En el preciso momento en que va a decir: yo, yo, el desayuno me lo tomo yo, se oye un brusco reproche: eh, ¿qué hacéis ahí? ¿Por qué tenéis agarrado al chico?
Todos se vuelven hacia la voz y en la entrada de la explanada asoma una figura alta, con expresión dura. El hombre se acerca cojeando. Con el bastón apunta a Saverio y le ordena: suelta al perro. Suelta enseguida a ese perro y deja que se vaya.
Los muchachos se miran, no saben qué hacer. Son muchos, el hombre está solo y en la placita no hay nadie. Podrían obligarlo a comerse unos cebos a él también.

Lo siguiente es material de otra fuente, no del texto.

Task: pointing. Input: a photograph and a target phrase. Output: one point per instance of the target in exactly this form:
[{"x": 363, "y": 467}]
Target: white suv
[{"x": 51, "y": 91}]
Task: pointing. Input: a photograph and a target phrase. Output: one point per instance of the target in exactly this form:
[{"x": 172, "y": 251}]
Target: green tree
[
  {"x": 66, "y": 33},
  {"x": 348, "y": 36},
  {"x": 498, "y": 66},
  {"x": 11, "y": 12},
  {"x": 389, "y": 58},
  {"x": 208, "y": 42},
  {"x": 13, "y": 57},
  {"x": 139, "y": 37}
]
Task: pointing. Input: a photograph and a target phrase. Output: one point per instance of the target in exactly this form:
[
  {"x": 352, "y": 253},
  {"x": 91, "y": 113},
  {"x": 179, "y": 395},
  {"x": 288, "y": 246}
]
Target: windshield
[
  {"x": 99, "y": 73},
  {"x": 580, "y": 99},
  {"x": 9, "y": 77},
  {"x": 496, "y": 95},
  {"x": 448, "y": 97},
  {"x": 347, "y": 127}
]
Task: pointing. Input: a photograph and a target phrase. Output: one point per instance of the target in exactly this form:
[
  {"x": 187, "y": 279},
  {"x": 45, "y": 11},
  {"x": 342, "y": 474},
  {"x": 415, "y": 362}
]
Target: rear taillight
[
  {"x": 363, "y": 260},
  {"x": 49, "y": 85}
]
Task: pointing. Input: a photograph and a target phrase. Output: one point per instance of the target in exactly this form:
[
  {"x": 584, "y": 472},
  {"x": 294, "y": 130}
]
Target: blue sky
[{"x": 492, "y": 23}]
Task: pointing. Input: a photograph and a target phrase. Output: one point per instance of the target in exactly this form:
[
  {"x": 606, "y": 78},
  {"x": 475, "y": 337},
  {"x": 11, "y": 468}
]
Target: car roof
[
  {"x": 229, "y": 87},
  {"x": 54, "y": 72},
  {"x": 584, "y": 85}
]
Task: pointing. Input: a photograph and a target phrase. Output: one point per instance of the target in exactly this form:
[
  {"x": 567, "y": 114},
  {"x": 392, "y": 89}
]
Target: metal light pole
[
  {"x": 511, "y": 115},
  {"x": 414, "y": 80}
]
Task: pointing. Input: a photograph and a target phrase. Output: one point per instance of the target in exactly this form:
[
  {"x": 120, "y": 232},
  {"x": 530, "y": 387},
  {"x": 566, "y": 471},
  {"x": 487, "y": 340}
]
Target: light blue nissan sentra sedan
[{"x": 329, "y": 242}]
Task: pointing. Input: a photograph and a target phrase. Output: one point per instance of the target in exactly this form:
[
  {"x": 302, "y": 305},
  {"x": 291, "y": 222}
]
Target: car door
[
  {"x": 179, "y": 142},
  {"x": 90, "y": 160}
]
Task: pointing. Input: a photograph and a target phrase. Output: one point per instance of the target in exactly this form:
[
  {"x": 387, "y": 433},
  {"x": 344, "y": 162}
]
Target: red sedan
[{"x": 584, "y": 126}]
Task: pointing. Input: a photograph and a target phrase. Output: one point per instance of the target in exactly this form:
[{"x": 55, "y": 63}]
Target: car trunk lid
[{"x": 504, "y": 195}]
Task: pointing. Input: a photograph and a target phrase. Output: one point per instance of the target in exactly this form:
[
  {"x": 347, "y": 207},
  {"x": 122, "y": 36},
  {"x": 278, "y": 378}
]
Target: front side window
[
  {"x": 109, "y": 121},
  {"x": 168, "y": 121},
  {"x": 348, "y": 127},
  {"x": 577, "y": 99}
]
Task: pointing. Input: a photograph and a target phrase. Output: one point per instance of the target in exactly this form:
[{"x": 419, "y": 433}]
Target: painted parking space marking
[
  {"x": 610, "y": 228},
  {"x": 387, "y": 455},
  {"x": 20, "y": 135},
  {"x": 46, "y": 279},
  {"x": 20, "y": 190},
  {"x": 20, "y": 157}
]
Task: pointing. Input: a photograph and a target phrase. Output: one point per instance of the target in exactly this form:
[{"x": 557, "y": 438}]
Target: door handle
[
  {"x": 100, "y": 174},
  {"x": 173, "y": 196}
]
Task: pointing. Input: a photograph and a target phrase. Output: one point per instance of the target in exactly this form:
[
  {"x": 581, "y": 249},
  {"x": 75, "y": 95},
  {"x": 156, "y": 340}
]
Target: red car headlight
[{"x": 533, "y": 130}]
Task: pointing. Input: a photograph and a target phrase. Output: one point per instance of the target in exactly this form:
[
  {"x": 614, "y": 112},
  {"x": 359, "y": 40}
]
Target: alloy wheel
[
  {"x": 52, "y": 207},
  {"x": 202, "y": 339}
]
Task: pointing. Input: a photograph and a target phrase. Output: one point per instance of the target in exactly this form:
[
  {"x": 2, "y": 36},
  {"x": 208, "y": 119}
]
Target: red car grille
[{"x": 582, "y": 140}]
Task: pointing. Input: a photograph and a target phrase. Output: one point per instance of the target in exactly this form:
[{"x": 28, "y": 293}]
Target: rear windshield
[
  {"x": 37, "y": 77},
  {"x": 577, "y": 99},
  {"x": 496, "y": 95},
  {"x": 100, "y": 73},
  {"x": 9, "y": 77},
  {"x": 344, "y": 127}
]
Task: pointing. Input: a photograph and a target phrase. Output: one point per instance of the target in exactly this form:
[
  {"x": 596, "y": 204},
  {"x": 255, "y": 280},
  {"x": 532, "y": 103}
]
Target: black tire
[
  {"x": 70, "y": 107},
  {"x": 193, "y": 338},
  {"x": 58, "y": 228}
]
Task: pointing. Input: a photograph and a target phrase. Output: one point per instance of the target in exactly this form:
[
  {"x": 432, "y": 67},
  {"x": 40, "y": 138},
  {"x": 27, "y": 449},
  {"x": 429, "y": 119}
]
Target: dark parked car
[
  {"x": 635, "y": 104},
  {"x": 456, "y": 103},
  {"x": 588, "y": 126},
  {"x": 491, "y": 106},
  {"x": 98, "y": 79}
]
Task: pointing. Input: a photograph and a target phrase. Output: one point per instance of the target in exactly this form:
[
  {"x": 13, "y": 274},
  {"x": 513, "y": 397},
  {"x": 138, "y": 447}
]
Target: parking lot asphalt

Pero lleva ese bastón y es mal encarado. Comprenden que no les conviene resistirse. Amedeo le hace una seña a Saverio, y este desata al perro; el animal gruñe, retrocede unos pasos pero no escapa. Los mellizos sueltan a Tetté y esperan una orden de Amedeo. En un momento dado, uno de ellos se da media vuelta y echa a correr. El otro observa a su hermano, mira a Amedeo y se aleja retrocediendo de espaldas.
Amedeo le dice a Tetté: esto no termina aquí, tartaja. Nos vemos luego. Y se marcha altivo, seguido de Cristiano y Saverio que lanza un escupitajo al suelo.
El cojo se acerca a Tetté. El grupo de muchachos se detiene al borde de la placita y se queda mirando.